Akhir-akhir ini, Al-Qaeda telah menemukan tempat perlindungan baru di sini dan melakukan sejumlah serangan. Tapi kelompok sufi, Habib Omar mengatakan, mereka tidak berasal dari sini. Sebagian besar kelompok pengikut mereka telah tinggal di Arab Saudi - seperti Bin Laden - dan mereka itu di sana, atau di Afghanistan atau Pakistan, mereka mengadopsi Wahhabi dan pola pikir jihad.
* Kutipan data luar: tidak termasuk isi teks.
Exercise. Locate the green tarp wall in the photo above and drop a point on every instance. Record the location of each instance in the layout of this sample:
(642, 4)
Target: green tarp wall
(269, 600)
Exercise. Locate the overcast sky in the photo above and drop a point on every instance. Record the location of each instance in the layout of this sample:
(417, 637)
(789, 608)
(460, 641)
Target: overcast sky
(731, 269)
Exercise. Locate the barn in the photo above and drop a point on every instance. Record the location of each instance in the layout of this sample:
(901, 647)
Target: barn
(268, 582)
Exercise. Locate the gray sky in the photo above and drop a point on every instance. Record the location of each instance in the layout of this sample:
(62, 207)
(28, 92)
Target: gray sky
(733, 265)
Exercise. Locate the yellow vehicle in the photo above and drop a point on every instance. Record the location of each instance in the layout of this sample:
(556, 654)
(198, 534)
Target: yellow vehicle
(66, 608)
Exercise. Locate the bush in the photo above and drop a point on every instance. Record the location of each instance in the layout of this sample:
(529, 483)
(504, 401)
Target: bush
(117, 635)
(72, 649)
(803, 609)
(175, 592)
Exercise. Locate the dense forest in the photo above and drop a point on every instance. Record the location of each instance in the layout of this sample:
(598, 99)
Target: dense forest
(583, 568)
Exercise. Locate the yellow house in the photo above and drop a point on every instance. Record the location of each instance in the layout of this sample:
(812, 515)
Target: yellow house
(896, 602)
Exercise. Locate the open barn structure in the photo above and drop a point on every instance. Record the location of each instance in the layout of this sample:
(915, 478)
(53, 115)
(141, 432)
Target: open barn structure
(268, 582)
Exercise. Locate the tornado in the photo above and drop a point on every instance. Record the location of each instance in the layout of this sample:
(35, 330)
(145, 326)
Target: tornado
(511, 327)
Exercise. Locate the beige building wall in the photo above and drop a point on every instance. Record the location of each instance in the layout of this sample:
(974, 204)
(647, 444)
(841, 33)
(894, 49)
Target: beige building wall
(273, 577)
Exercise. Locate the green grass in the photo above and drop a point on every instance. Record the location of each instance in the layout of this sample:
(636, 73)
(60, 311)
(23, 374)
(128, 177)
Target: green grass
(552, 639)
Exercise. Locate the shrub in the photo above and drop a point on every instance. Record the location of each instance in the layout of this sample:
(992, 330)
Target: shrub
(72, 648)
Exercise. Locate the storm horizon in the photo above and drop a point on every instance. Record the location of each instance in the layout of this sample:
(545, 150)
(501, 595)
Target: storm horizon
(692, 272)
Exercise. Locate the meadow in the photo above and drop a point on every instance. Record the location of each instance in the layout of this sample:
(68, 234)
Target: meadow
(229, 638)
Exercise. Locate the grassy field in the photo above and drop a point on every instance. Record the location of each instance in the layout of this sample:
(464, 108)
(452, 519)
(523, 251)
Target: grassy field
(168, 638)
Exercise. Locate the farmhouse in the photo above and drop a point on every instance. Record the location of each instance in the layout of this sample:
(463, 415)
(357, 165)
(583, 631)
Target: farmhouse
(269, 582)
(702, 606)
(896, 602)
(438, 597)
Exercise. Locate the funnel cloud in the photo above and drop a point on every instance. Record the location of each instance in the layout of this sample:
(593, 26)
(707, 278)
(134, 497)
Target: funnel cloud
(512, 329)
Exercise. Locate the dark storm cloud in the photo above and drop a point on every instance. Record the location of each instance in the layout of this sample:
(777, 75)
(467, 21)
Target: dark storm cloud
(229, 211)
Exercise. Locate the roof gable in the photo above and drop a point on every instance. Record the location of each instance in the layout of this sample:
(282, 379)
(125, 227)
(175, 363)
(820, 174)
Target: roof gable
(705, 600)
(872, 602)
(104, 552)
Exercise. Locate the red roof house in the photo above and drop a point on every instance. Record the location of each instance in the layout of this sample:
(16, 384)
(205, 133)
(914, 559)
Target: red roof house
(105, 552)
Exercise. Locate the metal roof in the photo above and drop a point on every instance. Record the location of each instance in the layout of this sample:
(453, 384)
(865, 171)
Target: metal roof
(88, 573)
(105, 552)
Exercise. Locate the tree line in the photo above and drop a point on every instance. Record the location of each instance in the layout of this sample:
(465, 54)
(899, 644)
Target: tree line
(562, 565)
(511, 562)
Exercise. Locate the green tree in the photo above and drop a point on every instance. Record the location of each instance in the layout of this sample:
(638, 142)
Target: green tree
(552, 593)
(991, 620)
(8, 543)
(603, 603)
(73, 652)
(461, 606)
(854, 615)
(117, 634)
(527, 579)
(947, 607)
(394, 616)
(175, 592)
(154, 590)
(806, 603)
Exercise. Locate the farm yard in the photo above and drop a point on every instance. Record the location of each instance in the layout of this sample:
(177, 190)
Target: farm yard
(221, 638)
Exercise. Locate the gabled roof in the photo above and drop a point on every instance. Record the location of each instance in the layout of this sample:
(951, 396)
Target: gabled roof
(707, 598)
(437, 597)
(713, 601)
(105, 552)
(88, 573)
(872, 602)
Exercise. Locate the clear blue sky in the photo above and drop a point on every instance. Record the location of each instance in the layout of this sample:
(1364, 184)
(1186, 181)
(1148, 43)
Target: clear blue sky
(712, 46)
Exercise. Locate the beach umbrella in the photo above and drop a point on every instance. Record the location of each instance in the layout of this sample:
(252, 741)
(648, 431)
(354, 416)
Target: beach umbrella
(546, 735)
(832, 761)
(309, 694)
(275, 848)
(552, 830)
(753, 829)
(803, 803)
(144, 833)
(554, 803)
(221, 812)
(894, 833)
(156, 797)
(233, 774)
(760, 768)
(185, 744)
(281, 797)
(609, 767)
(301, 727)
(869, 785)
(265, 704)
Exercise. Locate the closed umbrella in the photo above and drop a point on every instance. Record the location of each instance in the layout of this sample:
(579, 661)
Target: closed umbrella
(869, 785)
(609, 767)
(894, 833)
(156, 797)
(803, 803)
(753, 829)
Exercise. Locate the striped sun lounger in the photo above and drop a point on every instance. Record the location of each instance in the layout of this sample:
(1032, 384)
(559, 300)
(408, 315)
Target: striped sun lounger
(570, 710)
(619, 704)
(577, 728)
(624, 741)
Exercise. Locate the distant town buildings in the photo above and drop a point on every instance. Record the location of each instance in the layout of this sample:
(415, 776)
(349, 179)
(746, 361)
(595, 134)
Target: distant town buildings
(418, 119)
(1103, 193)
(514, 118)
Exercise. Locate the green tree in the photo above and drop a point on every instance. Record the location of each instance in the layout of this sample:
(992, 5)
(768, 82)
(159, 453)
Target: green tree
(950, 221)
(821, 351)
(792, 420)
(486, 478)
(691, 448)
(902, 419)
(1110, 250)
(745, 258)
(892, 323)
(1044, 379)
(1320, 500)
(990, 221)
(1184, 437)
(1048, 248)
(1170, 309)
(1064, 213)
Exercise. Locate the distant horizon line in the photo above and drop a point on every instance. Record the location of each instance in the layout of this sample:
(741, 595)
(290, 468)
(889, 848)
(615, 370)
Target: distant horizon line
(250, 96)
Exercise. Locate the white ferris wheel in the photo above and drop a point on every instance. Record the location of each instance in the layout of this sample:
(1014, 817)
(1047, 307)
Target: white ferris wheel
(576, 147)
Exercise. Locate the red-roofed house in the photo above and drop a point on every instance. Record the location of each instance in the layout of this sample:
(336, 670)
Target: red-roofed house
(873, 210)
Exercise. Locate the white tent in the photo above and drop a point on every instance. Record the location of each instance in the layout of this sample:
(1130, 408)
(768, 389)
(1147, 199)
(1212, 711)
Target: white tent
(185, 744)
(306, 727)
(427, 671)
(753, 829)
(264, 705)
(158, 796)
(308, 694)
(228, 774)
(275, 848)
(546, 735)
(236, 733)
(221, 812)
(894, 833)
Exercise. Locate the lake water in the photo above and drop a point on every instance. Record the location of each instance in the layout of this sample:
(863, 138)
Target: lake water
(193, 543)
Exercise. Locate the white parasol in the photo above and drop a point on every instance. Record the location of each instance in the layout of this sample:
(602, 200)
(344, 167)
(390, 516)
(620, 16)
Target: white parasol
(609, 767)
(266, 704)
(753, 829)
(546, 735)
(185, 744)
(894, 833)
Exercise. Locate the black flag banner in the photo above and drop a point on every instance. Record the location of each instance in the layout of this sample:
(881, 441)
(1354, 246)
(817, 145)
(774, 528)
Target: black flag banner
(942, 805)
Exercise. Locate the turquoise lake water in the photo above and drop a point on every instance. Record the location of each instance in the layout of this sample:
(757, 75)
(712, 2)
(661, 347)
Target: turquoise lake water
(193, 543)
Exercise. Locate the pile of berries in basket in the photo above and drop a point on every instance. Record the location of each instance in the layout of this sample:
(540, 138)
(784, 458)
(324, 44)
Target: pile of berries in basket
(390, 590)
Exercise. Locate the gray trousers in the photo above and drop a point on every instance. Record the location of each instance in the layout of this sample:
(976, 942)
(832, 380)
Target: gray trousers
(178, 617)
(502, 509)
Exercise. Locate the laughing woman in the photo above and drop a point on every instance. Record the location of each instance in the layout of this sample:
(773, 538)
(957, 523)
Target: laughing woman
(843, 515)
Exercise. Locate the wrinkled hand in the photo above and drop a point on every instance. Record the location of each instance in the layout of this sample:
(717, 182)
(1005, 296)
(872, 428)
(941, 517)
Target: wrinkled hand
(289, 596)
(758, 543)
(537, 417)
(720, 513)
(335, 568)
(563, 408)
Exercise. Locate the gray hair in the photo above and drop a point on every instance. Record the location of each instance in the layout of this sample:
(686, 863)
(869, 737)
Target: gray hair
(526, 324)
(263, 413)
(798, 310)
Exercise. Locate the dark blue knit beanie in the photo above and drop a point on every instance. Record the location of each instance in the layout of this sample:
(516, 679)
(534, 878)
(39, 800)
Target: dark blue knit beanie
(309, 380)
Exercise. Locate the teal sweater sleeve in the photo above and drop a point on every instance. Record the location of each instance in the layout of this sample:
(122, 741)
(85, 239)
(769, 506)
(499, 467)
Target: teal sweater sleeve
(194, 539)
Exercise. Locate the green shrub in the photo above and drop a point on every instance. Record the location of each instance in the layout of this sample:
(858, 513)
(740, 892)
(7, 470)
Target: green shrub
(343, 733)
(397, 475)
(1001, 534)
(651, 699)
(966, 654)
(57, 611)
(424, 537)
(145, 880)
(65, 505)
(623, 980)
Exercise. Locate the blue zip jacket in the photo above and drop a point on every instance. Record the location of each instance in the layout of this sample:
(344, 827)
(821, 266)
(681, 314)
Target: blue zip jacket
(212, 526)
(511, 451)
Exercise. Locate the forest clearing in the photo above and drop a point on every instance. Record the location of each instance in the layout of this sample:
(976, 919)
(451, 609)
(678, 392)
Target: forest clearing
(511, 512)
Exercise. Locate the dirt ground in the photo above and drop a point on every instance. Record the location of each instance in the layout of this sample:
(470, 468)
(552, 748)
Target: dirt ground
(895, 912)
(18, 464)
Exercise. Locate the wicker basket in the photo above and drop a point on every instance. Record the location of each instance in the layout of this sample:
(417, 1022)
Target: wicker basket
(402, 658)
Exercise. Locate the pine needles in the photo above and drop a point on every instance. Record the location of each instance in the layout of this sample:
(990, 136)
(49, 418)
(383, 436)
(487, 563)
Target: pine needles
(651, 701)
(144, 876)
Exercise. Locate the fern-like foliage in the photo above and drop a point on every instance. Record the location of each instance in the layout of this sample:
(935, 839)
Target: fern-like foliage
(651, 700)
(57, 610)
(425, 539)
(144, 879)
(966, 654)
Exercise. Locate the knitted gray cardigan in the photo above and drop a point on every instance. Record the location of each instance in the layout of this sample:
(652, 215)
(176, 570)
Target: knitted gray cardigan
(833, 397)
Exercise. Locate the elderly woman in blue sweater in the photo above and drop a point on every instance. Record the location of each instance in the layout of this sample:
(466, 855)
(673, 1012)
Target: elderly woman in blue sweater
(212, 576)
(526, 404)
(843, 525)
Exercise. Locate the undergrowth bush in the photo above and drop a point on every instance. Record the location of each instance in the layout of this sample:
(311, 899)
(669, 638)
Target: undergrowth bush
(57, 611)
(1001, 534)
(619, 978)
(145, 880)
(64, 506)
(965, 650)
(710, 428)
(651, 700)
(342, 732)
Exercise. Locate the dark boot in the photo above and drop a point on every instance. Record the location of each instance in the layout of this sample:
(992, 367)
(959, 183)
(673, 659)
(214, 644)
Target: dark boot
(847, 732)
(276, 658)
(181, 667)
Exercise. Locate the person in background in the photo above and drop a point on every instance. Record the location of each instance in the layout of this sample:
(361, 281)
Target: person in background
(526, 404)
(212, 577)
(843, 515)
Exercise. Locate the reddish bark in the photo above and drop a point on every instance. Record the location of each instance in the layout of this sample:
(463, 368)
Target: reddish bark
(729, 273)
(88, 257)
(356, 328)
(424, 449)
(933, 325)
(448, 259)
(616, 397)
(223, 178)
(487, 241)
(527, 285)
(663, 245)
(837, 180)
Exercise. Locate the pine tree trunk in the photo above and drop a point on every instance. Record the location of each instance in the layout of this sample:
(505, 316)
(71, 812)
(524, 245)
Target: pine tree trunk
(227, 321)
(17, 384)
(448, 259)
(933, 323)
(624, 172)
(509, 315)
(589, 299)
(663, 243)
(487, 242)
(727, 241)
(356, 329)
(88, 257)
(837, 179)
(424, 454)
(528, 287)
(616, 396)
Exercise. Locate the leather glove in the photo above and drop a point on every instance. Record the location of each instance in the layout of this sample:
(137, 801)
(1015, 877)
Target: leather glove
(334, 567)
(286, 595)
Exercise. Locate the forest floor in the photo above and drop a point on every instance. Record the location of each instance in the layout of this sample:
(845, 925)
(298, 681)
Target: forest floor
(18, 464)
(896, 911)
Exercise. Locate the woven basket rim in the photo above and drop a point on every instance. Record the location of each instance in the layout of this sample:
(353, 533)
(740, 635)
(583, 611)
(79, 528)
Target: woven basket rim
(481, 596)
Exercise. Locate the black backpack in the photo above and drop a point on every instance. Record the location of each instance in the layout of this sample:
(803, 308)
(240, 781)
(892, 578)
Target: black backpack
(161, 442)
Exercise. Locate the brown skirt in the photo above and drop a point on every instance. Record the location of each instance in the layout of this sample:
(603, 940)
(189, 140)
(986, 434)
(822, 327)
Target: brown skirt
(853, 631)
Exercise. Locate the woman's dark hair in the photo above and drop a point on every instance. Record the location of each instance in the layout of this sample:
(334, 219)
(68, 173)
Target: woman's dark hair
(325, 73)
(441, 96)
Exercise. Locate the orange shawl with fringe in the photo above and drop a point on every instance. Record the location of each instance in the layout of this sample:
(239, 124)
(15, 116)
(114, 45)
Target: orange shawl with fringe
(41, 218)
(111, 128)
Habib Omar ditetapkan 16 tahun lalu untuk mengembalikan warisan agama kuno Tarim. Ini adalah warisan yang luar biasa untuk sebuah tanah yang gersang, kota yang jauh di sudut tenggara Jazirah Arab.


Sekitar 800 tahun yang lalu, para pedagang dari Tarim dan bagian-bagian lain Hadramaut, sebagai wilayah yang lebih luas diketahui, mulai berjalan menyusuri pantai ke Laut Arab dan selanjutnya dengan perahu ke Indonesia, Malaysia dan India. Mereka membawa agama mereka dengan mereka. Sembilan khususnya laki-laki yang saleh, kini dikenang sebagai " sembilan sufi orang-orang suci atau wali songo," Habib Omar berkata, karena keberhasilan mereka dalam menyebarkan Islam di seluruh Asia.

"Ini kota, dengan seribu tahun tradisi, adalah pensyiar utama yang menyebabkan 40 persen di dunia Muslim menjadi muslim," kata John Rhodus, 32 tahun dari Arizonan yang telah belajar di Dar al-Mustafa off sejak tahun 2000. tradisi sufi di tarim juga tampaknya telah membantu membentuk Islam yang moderat dan relatif banyak dipraktikkan di Asia Selatan.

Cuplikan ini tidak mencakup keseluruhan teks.